第8話

季節は十二月で、すっかり辺りは雪景色となっていた。

風の匂いも冬のものとなっていた。最後の授業はクリスマスだった。

連絡先を聞き出す、最後のチャンスだった。しかし、どうしてもそれを聞き出す勇気がなかった。

最後の授業の日、教室をサボッた。

一層のことサヨナラを告げないでおこうと思ったのだ。

連絡先を聞き出す勇気はないことはわかっていた。最後の授業に行ってしまえば、二人はサヨナラを告げ、きれいさっぱりもう会えなくなる。その展開が分かりすぎるくらい、分かっていた。

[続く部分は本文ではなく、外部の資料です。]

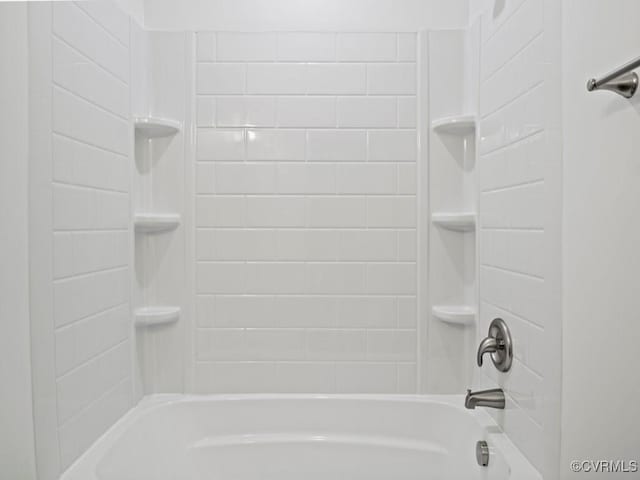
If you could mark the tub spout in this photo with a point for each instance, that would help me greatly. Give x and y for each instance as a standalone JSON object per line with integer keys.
{"x": 493, "y": 398}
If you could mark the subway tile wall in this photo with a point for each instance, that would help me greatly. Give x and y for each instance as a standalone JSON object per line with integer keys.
{"x": 91, "y": 164}
{"x": 305, "y": 212}
{"x": 515, "y": 144}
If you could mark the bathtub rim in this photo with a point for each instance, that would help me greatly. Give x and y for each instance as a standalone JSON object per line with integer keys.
{"x": 84, "y": 467}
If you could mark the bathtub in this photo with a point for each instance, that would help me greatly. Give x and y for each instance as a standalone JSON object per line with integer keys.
{"x": 295, "y": 437}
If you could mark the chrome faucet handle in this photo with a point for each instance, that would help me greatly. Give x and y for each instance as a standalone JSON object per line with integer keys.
{"x": 498, "y": 344}
{"x": 488, "y": 345}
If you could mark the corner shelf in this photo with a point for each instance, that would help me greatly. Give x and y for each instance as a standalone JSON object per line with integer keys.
{"x": 156, "y": 222}
{"x": 153, "y": 316}
{"x": 457, "y": 125}
{"x": 459, "y": 222}
{"x": 454, "y": 314}
{"x": 155, "y": 127}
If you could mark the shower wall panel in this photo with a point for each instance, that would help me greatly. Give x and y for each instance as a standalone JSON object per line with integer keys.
{"x": 305, "y": 212}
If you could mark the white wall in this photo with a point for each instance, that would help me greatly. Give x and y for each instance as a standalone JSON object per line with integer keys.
{"x": 519, "y": 179}
{"x": 306, "y": 212}
{"x": 601, "y": 378}
{"x": 305, "y": 15}
{"x": 16, "y": 422}
{"x": 80, "y": 174}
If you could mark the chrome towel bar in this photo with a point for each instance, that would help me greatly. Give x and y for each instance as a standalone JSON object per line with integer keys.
{"x": 621, "y": 81}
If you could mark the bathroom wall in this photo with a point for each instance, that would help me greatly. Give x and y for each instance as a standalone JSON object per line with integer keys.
{"x": 305, "y": 212}
{"x": 17, "y": 458}
{"x": 601, "y": 379}
{"x": 519, "y": 179}
{"x": 79, "y": 215}
{"x": 305, "y": 15}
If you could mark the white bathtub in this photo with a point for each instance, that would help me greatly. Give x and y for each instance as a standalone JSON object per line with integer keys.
{"x": 295, "y": 437}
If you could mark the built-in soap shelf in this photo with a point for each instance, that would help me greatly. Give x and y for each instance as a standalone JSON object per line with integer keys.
{"x": 455, "y": 314}
{"x": 459, "y": 221}
{"x": 153, "y": 316}
{"x": 156, "y": 222}
{"x": 156, "y": 127}
{"x": 456, "y": 125}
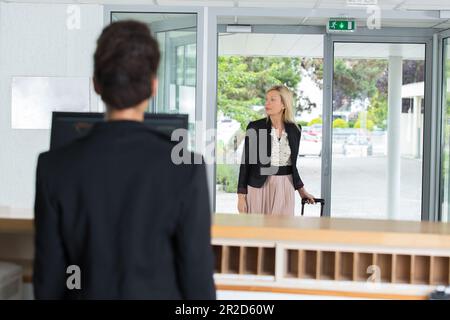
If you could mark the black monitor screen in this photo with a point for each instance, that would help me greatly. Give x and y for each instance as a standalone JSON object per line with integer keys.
{"x": 69, "y": 126}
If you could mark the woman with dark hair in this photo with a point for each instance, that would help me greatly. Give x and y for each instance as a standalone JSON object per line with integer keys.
{"x": 108, "y": 204}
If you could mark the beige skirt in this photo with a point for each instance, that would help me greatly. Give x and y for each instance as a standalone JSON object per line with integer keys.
{"x": 275, "y": 197}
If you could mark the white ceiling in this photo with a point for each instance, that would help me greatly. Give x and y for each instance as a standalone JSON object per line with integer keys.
{"x": 329, "y": 4}
{"x": 339, "y": 7}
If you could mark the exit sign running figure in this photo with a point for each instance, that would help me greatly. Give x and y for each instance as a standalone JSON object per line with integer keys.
{"x": 341, "y": 25}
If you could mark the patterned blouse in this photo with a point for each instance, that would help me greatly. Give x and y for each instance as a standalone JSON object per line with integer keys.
{"x": 281, "y": 152}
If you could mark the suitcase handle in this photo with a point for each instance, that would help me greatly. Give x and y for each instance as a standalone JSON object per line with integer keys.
{"x": 316, "y": 200}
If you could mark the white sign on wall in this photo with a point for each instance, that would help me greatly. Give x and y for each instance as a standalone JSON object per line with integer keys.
{"x": 34, "y": 98}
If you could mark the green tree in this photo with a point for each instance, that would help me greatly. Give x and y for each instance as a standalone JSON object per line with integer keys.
{"x": 378, "y": 110}
{"x": 243, "y": 81}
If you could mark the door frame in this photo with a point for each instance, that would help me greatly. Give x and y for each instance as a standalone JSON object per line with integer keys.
{"x": 385, "y": 35}
{"x": 438, "y": 80}
{"x": 206, "y": 89}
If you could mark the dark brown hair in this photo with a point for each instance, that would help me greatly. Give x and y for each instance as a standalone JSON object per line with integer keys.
{"x": 125, "y": 62}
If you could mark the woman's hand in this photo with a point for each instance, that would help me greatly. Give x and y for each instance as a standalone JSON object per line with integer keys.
{"x": 242, "y": 203}
{"x": 305, "y": 195}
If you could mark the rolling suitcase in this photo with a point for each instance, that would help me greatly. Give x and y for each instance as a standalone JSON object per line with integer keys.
{"x": 322, "y": 203}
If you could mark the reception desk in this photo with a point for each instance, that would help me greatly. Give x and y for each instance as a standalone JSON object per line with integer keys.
{"x": 331, "y": 257}
{"x": 306, "y": 256}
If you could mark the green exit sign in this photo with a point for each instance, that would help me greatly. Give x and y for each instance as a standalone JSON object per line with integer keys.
{"x": 341, "y": 25}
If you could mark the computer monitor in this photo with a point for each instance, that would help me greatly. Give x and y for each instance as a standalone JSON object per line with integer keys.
{"x": 69, "y": 126}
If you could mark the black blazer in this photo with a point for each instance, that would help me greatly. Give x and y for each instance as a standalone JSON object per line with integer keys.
{"x": 137, "y": 225}
{"x": 250, "y": 173}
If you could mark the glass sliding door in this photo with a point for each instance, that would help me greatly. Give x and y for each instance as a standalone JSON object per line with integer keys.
{"x": 445, "y": 152}
{"x": 248, "y": 65}
{"x": 377, "y": 130}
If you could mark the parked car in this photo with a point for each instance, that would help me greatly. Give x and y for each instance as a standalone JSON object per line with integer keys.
{"x": 359, "y": 145}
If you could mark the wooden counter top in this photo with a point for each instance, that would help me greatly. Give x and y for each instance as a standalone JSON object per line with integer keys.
{"x": 333, "y": 230}
{"x": 323, "y": 230}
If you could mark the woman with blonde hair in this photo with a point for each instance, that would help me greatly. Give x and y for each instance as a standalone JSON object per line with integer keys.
{"x": 268, "y": 173}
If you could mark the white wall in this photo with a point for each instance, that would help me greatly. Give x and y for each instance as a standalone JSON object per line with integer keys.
{"x": 35, "y": 41}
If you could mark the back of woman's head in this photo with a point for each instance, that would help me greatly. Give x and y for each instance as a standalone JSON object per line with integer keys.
{"x": 125, "y": 62}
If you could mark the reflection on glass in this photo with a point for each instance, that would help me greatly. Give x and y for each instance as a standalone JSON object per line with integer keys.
{"x": 445, "y": 181}
{"x": 177, "y": 73}
{"x": 248, "y": 65}
{"x": 372, "y": 110}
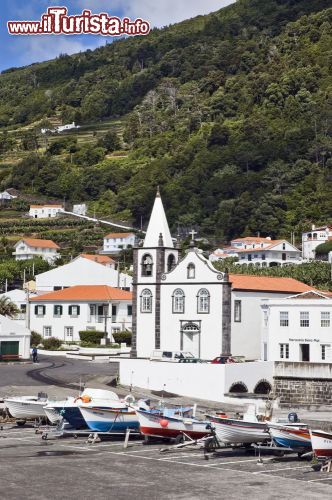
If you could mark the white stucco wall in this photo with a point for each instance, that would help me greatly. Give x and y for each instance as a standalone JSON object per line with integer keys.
{"x": 11, "y": 330}
{"x": 246, "y": 334}
{"x": 81, "y": 271}
{"x": 294, "y": 335}
{"x": 83, "y": 321}
{"x": 203, "y": 381}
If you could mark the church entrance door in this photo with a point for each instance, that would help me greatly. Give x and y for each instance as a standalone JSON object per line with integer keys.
{"x": 191, "y": 338}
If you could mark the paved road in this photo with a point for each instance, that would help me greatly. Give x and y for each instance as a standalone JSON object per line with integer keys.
{"x": 57, "y": 371}
{"x": 65, "y": 468}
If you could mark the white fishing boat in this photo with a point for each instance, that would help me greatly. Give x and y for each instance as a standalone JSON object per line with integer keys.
{"x": 321, "y": 443}
{"x": 69, "y": 408}
{"x": 171, "y": 423}
{"x": 295, "y": 436}
{"x": 118, "y": 417}
{"x": 237, "y": 431}
{"x": 26, "y": 407}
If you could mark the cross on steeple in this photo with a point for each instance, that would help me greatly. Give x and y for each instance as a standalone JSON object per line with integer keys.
{"x": 192, "y": 233}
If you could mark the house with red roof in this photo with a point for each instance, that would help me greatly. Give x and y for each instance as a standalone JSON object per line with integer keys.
{"x": 259, "y": 252}
{"x": 64, "y": 313}
{"x": 28, "y": 248}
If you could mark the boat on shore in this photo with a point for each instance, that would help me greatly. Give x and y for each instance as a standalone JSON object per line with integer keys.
{"x": 69, "y": 409}
{"x": 118, "y": 417}
{"x": 26, "y": 407}
{"x": 171, "y": 423}
{"x": 321, "y": 443}
{"x": 238, "y": 431}
{"x": 295, "y": 436}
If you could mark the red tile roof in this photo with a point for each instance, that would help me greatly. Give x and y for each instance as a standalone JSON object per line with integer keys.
{"x": 48, "y": 205}
{"x": 84, "y": 293}
{"x": 267, "y": 284}
{"x": 101, "y": 259}
{"x": 37, "y": 243}
{"x": 118, "y": 235}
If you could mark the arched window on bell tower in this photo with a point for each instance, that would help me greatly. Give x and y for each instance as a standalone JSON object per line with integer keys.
{"x": 146, "y": 265}
{"x": 170, "y": 262}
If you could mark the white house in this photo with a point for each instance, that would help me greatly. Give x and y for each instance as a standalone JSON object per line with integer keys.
{"x": 105, "y": 260}
{"x": 247, "y": 295}
{"x": 45, "y": 211}
{"x": 80, "y": 209}
{"x": 5, "y": 195}
{"x": 64, "y": 313}
{"x": 311, "y": 240}
{"x": 298, "y": 328}
{"x": 28, "y": 248}
{"x": 14, "y": 338}
{"x": 115, "y": 242}
{"x": 82, "y": 271}
{"x": 178, "y": 304}
{"x": 19, "y": 298}
{"x": 264, "y": 252}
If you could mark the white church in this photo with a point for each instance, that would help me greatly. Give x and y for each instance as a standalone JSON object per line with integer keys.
{"x": 178, "y": 304}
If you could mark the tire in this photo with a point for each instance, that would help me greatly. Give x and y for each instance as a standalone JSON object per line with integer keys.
{"x": 179, "y": 439}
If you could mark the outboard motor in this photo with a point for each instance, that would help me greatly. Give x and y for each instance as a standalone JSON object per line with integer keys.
{"x": 293, "y": 418}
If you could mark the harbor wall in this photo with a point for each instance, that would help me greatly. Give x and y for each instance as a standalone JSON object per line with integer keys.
{"x": 202, "y": 380}
{"x": 303, "y": 383}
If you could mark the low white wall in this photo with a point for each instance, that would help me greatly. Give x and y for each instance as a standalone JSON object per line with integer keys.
{"x": 203, "y": 381}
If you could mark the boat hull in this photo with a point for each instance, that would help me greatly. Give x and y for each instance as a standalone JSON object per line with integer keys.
{"x": 170, "y": 427}
{"x": 321, "y": 443}
{"x": 25, "y": 408}
{"x": 290, "y": 437}
{"x": 109, "y": 419}
{"x": 234, "y": 431}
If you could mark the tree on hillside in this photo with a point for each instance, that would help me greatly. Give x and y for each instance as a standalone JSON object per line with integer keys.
{"x": 8, "y": 308}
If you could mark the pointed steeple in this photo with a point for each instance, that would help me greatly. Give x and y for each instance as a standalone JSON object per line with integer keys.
{"x": 158, "y": 226}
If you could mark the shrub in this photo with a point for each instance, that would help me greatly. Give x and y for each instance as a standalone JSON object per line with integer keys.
{"x": 35, "y": 339}
{"x": 122, "y": 337}
{"x": 91, "y": 336}
{"x": 51, "y": 344}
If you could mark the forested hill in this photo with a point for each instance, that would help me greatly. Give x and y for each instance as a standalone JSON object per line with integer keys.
{"x": 229, "y": 113}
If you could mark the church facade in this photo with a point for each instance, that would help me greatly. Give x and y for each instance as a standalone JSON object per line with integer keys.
{"x": 178, "y": 303}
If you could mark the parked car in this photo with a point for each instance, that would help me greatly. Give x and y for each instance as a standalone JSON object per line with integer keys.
{"x": 175, "y": 356}
{"x": 223, "y": 360}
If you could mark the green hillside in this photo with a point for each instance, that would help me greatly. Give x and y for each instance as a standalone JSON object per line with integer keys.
{"x": 229, "y": 113}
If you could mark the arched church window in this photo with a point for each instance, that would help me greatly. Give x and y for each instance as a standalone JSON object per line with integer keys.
{"x": 178, "y": 301}
{"x": 191, "y": 271}
{"x": 170, "y": 262}
{"x": 147, "y": 265}
{"x": 146, "y": 300}
{"x": 203, "y": 301}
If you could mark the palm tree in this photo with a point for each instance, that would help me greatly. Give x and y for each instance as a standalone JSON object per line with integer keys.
{"x": 8, "y": 308}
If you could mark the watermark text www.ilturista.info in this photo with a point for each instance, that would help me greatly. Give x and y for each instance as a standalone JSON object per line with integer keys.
{"x": 56, "y": 21}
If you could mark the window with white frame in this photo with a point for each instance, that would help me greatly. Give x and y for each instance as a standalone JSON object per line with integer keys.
{"x": 69, "y": 331}
{"x": 324, "y": 349}
{"x": 178, "y": 301}
{"x": 40, "y": 311}
{"x": 146, "y": 301}
{"x": 325, "y": 320}
{"x": 57, "y": 311}
{"x": 283, "y": 317}
{"x": 191, "y": 271}
{"x": 284, "y": 351}
{"x": 203, "y": 301}
{"x": 47, "y": 331}
{"x": 74, "y": 311}
{"x": 237, "y": 311}
{"x": 304, "y": 319}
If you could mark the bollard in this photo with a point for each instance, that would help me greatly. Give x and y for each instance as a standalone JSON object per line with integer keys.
{"x": 125, "y": 444}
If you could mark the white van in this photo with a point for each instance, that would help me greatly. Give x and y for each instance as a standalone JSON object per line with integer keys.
{"x": 175, "y": 356}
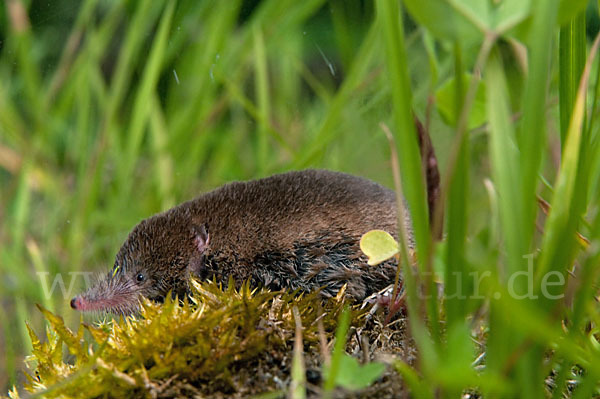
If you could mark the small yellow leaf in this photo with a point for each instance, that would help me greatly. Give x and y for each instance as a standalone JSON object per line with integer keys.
{"x": 379, "y": 246}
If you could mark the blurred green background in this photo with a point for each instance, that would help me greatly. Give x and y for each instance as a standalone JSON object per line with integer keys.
{"x": 111, "y": 111}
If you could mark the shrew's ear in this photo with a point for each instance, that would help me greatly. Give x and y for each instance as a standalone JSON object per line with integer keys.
{"x": 201, "y": 237}
{"x": 197, "y": 266}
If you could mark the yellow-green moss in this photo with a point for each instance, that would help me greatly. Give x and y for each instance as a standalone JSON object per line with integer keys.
{"x": 198, "y": 339}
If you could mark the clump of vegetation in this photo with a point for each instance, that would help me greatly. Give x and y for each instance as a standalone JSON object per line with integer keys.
{"x": 216, "y": 340}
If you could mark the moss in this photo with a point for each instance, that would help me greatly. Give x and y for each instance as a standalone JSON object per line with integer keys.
{"x": 181, "y": 347}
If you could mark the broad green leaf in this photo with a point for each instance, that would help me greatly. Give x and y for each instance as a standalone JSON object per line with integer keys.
{"x": 379, "y": 246}
{"x": 446, "y": 98}
{"x": 468, "y": 20}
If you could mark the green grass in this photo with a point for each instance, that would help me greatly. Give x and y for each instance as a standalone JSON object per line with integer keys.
{"x": 137, "y": 106}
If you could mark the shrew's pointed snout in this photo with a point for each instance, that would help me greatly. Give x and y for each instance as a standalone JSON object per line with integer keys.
{"x": 75, "y": 302}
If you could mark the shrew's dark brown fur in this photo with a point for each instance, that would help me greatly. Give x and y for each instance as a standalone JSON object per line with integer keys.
{"x": 293, "y": 230}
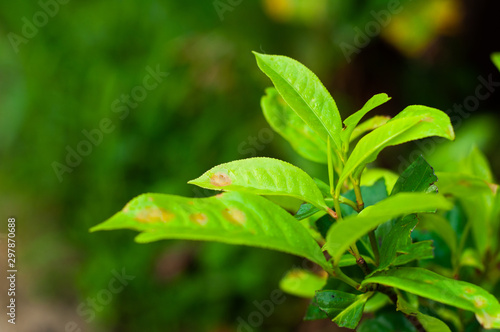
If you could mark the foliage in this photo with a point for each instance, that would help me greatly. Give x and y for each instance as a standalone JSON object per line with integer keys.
{"x": 266, "y": 201}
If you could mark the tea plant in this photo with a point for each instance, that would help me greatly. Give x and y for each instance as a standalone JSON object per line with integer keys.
{"x": 359, "y": 228}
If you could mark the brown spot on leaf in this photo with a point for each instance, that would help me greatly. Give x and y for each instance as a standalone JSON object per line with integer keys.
{"x": 493, "y": 187}
{"x": 126, "y": 208}
{"x": 199, "y": 218}
{"x": 235, "y": 216}
{"x": 469, "y": 290}
{"x": 480, "y": 302}
{"x": 220, "y": 179}
{"x": 154, "y": 214}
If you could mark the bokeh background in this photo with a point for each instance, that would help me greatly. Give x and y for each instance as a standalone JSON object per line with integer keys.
{"x": 64, "y": 74}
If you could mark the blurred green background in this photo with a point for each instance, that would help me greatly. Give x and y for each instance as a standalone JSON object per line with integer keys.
{"x": 67, "y": 65}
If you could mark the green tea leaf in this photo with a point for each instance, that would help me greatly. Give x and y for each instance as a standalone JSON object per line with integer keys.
{"x": 414, "y": 122}
{"x": 376, "y": 302}
{"x": 453, "y": 292}
{"x": 302, "y": 283}
{"x": 471, "y": 257}
{"x": 477, "y": 198}
{"x": 346, "y": 232}
{"x": 350, "y": 260}
{"x": 463, "y": 185}
{"x": 495, "y": 57}
{"x": 305, "y": 94}
{"x": 396, "y": 240}
{"x": 372, "y": 175}
{"x": 415, "y": 251}
{"x": 262, "y": 176}
{"x": 234, "y": 218}
{"x": 352, "y": 121}
{"x": 344, "y": 309}
{"x": 371, "y": 196}
{"x": 386, "y": 321}
{"x": 441, "y": 226}
{"x": 292, "y": 128}
{"x": 419, "y": 176}
{"x": 306, "y": 210}
{"x": 476, "y": 164}
{"x": 370, "y": 124}
{"x": 350, "y": 317}
{"x": 430, "y": 324}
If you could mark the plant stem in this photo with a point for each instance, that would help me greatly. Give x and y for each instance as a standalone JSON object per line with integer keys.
{"x": 394, "y": 298}
{"x": 347, "y": 201}
{"x": 337, "y": 273}
{"x": 374, "y": 244}
{"x": 461, "y": 245}
{"x": 357, "y": 192}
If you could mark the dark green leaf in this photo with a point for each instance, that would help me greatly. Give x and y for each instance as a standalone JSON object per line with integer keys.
{"x": 306, "y": 210}
{"x": 343, "y": 234}
{"x": 388, "y": 320}
{"x": 413, "y": 123}
{"x": 397, "y": 239}
{"x": 302, "y": 283}
{"x": 415, "y": 251}
{"x": 453, "y": 292}
{"x": 344, "y": 309}
{"x": 419, "y": 176}
{"x": 430, "y": 324}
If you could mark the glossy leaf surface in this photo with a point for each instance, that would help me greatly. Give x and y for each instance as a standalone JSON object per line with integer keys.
{"x": 305, "y": 94}
{"x": 292, "y": 128}
{"x": 453, "y": 292}
{"x": 234, "y": 218}
{"x": 414, "y": 122}
{"x": 352, "y": 121}
{"x": 262, "y": 176}
{"x": 348, "y": 231}
{"x": 302, "y": 283}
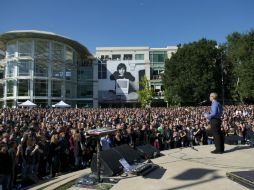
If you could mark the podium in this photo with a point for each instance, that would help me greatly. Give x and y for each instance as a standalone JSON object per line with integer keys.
{"x": 98, "y": 133}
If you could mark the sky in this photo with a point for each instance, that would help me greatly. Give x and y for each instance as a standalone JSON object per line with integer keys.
{"x": 153, "y": 23}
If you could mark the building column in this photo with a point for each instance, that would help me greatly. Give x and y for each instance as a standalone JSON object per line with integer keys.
{"x": 31, "y": 93}
{"x": 49, "y": 73}
{"x": 95, "y": 83}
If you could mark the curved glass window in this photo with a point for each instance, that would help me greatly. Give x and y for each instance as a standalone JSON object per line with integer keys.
{"x": 10, "y": 86}
{"x": 40, "y": 87}
{"x": 57, "y": 69}
{"x": 11, "y": 49}
{"x": 57, "y": 51}
{"x": 56, "y": 88}
{"x": 1, "y": 90}
{"x": 25, "y": 48}
{"x": 23, "y": 87}
{"x": 10, "y": 69}
{"x": 85, "y": 90}
{"x": 1, "y": 72}
{"x": 69, "y": 54}
{"x": 41, "y": 49}
{"x": 24, "y": 68}
{"x": 40, "y": 68}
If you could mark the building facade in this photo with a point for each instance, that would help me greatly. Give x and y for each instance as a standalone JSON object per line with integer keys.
{"x": 45, "y": 68}
{"x": 153, "y": 60}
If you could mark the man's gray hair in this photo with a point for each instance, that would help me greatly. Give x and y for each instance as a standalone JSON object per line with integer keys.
{"x": 214, "y": 95}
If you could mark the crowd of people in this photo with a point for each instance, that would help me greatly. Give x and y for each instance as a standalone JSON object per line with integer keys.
{"x": 40, "y": 143}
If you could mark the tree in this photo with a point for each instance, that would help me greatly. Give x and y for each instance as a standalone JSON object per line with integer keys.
{"x": 194, "y": 71}
{"x": 240, "y": 50}
{"x": 145, "y": 94}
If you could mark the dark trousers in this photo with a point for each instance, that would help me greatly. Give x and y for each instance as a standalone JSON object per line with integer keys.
{"x": 217, "y": 135}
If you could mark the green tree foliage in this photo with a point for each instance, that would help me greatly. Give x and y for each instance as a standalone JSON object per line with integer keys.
{"x": 145, "y": 93}
{"x": 240, "y": 50}
{"x": 194, "y": 71}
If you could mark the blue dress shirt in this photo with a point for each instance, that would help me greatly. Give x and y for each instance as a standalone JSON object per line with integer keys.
{"x": 215, "y": 112}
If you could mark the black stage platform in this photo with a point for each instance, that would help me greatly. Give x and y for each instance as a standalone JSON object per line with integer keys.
{"x": 245, "y": 178}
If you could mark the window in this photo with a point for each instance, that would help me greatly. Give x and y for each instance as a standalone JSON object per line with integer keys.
{"x": 102, "y": 71}
{"x": 139, "y": 56}
{"x": 1, "y": 90}
{"x": 25, "y": 48}
{"x": 10, "y": 69}
{"x": 41, "y": 87}
{"x": 69, "y": 54}
{"x": 40, "y": 68}
{"x": 85, "y": 73}
{"x": 10, "y": 85}
{"x": 127, "y": 57}
{"x": 41, "y": 103}
{"x": 1, "y": 72}
{"x": 70, "y": 89}
{"x": 158, "y": 57}
{"x": 57, "y": 51}
{"x": 56, "y": 88}
{"x": 57, "y": 69}
{"x": 116, "y": 57}
{"x": 41, "y": 49}
{"x": 23, "y": 87}
{"x": 85, "y": 90}
{"x": 24, "y": 68}
{"x": 11, "y": 49}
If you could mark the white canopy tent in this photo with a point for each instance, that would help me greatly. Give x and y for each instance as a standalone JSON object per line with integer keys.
{"x": 61, "y": 104}
{"x": 27, "y": 103}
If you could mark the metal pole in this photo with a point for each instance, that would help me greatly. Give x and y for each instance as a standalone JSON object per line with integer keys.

それは、子供じみたおまじないだった。行かなければ、サヨナラを告げないですむ。サヨナラを告げなければ、またどこかで会えるかも知れない。ばかげているとはわかっていた。そんな神様の偶然のような出会いが、この世にいくつもあるわけがない。

でも、どこかで偶然また、ばったり出会えたなら、今度こそ恋愛できるかも知れない。

でも、ここでお互いサヨナラを言ってしまえば、もうそれはできなくなるのではないか。そんな幼い想いがあったのだ。

最後の授業の日、牛丼屋にいってクリスマスを過ごした。